RECURSO. PRESTAÇÃO DE CONTAS. PARTIDO POLÍTICO. EXERCÍCIO DE 2015. DESAPROVAÇÃO. MATÉRIA PRELIMINAR ACOLHIDA. INCIDENTE DE INCONSTITUCIONALIDADE. ART. 55-D DA LEI N. 9.096/95, INCLUÍDO PELA LEI N. 13.831/19. MÉRITO. RECEBIMENTO DE RECURSOS DE ORIGEM NÃO IDENTIFICADA E DE FONTE VEDADA. PORCENTAGEM REPRESENTATIVA DAS IRREGULARIDADES DIANTE DA TOTALIDADE DOS RECURSOS ARRECADADOS NO PERÍODO. AFASTADA A APLICAÇÃO DOS POSTULADOS DA PROPORCIONALIDADE E DA RAZOABILIDADE. MANUTENÇÃO DO JUÍZO DE DESAPROVAÇÃO. REDUZIDO O PERÍODO DE SUSPENSÃO DO FUNDO PARTIDÁRIO. AFASTADA A CONDIÇÃO DE QUE A SANÇÃO SUBSISTA ATÉ QUE OS ESCLARECIMENTOS SEJAM ACEITOS PELA JUSTIÇA ELEITORAL. PROVIMENTO PARCIAL.

1. Incidente de inconstitucionalidade suscitado pelo Procurador Regional Eleitoral. 1.1. O art. 55-D da Lei n. 9.096/95, norma legal objeto do aludido incidente, incluído pela Lei n. 13.831/19, assinala a anistia das devoluções, cobranças ou transferências ao Tesouro Nacional que tenham como causa as doações ou contribuições efetuadas, em anos anteriores, por servidores públicos os quais exerçam função ou cargo público de livre nomeação e exoneração, desde que filiados a partido político. Ausência de notícia de que tenha havido oferecimento dos dados relativos à previsão de estimativa de impacto orçamentário e financeiro quando da tramitação da proposta legislativa prevendo a renúncia da receita. Omissão que afronta a exigência constitucional incluída pela EC n. 95/16 no art. 113 do Ato das Disposições Constitucionais Transitórias. A legislação infraconstitucional igualmente exige seja comprovado o impacto orçamentário e financeiro à concessão de benefício que gere a diminuição de receita da União, nos termos do art. 14 da Lei de Responsabilidade Fiscal e arts. 114 e 116 da Lei n. 13.707/18. 1.2. A anistia das verbas consideradas como oriundas de fontes vedadas - benefício instituído em causa própria e sem qualquer finalidade pública subjacente - atenta ao princípio da moralidade administrativa e desvirtua a natureza jurídica do instituto. 1.3. Vício de inconstitucionalidade formal e material. Acolhimento da preliminar. Afastada, no caso concreto, a aplicação do art. 55-D da Lei n. 9.096/95, incluído pela Lei n. 13.831/19. (grifo nosso)
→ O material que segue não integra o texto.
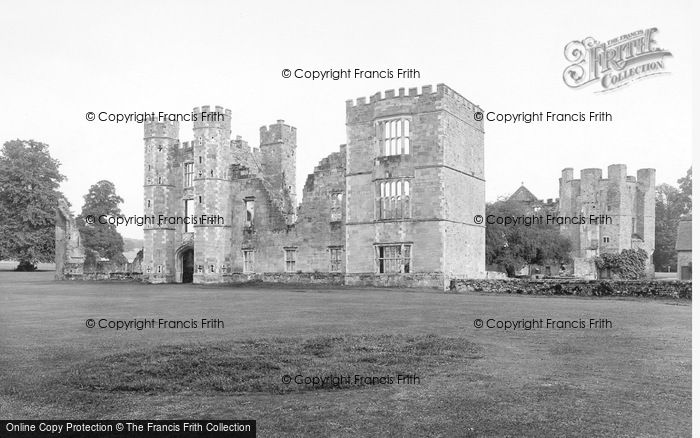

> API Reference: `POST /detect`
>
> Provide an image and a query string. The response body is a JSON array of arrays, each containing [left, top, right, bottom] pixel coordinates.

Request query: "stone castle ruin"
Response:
[[135, 84, 485, 287], [56, 84, 654, 288]]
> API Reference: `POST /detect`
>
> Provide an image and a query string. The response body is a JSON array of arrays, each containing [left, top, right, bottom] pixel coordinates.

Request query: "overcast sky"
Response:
[[0, 0, 691, 237]]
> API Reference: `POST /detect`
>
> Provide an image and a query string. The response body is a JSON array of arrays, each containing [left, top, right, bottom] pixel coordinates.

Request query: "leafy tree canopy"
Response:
[[654, 168, 693, 271], [0, 140, 65, 270], [486, 200, 571, 276], [76, 180, 124, 261]]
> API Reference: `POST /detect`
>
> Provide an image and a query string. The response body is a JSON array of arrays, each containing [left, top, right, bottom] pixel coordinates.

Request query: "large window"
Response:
[[244, 198, 255, 228], [185, 199, 194, 233], [185, 163, 194, 187], [331, 192, 343, 222], [284, 248, 297, 272], [330, 248, 343, 272], [377, 118, 411, 156], [375, 244, 411, 274], [377, 180, 411, 219], [243, 249, 255, 274]]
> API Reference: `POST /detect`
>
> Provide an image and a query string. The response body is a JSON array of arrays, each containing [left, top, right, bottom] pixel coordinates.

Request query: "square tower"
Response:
[[345, 84, 485, 287]]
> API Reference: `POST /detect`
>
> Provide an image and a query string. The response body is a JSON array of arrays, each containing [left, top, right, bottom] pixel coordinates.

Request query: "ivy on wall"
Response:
[[595, 248, 649, 280]]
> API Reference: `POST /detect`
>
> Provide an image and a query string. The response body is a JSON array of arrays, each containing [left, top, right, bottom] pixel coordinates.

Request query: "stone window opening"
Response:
[[243, 249, 255, 274], [375, 244, 411, 274], [331, 192, 343, 222], [329, 248, 343, 272], [377, 118, 411, 157], [377, 179, 411, 219], [185, 199, 194, 233], [284, 248, 297, 272], [185, 163, 194, 187], [243, 198, 255, 228]]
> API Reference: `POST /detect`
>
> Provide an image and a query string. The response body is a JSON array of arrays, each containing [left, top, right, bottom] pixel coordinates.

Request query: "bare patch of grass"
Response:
[[62, 335, 480, 394]]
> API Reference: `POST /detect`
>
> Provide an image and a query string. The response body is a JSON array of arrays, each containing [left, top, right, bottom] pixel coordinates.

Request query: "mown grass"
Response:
[[65, 335, 480, 394], [0, 271, 692, 437]]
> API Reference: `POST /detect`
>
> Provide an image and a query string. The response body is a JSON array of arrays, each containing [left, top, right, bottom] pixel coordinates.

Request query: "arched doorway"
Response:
[[181, 248, 194, 283]]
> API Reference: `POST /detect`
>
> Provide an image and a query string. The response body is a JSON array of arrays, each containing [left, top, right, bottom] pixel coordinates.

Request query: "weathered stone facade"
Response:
[[138, 84, 485, 288], [559, 164, 656, 278], [55, 198, 85, 280], [676, 215, 693, 280]]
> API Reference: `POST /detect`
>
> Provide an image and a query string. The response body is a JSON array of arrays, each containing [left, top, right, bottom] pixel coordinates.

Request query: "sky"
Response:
[[0, 0, 692, 238]]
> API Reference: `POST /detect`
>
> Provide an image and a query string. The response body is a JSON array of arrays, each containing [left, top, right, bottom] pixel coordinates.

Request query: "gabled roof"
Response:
[[676, 216, 693, 251], [508, 185, 539, 202]]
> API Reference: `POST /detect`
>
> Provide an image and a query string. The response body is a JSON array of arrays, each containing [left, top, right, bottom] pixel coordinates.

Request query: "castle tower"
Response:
[[559, 164, 655, 278], [635, 169, 656, 276], [345, 84, 485, 287], [143, 116, 180, 283], [192, 106, 232, 283], [260, 120, 297, 224]]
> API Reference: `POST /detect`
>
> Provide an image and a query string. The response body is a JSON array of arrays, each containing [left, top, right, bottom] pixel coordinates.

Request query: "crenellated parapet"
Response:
[[345, 84, 483, 131]]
Em síntese, o art. 55-D padece de vício de inconstitucionalidade formal e material, na medida em que desacompanhado de estimativa de impacto orçamentário, e afronta os princípios da prestação de contas, da moralidade administrativa e da integridade legislativa.

Indefiro, nesses termos, o pedido de aplicação da anistia.

Das sanções.

Em relação às sanções a serem aplicadas, este Tribunal fixou os critérios a serem observados pelo Judiciário em acórdão que restou assim ementado:

RECURSO. PRESTAÇÃO DE CONTAS. PARTIDO POLÍTICO. EXERCÍCIO FINANCEIRO DE 2017. DESAPROVAÇÃO. RECEBIMENTO DE RECURSOS ADVINDOS DE FONTES VEDADAS. APLICAÇÃO DE MULTA DE 10% SOBRE O VALOR RECEBIDO INDEVIDAMENTE. ART. 37, CAPUT, DA LEI N. 9.096/95. ALEGADA DUPLA PENALIDADE. INEXISTENTE. EXISTÊNCIA DE PREVISÃO LEGAL DA SANÇÃO. FIXAÇÃO DAS SANÇÕES MEDIANTE DA ANÁLISE DE PARÂMETROS OBJETIVOS E DAS PECULIARIDADES DO CASO CONCRETO. DESPROVIMENTO.

1. Recebimento de recursos oriundos de fontes vedadas. Alegada dupla penalidade, decorrente da determinação de recolhimento da quantia irregular ao Tesouro Nacional e da multa aplicada. A devolução dos valores oriundos de fonte vedada é apenas consequência da própria irregularidade. As únicas penalidades impostas foram a suspensão do repasse do Fundo Partidário por seis meses e a aplicação da multa proporcional de 10% sobre o valor irregularmente recebido.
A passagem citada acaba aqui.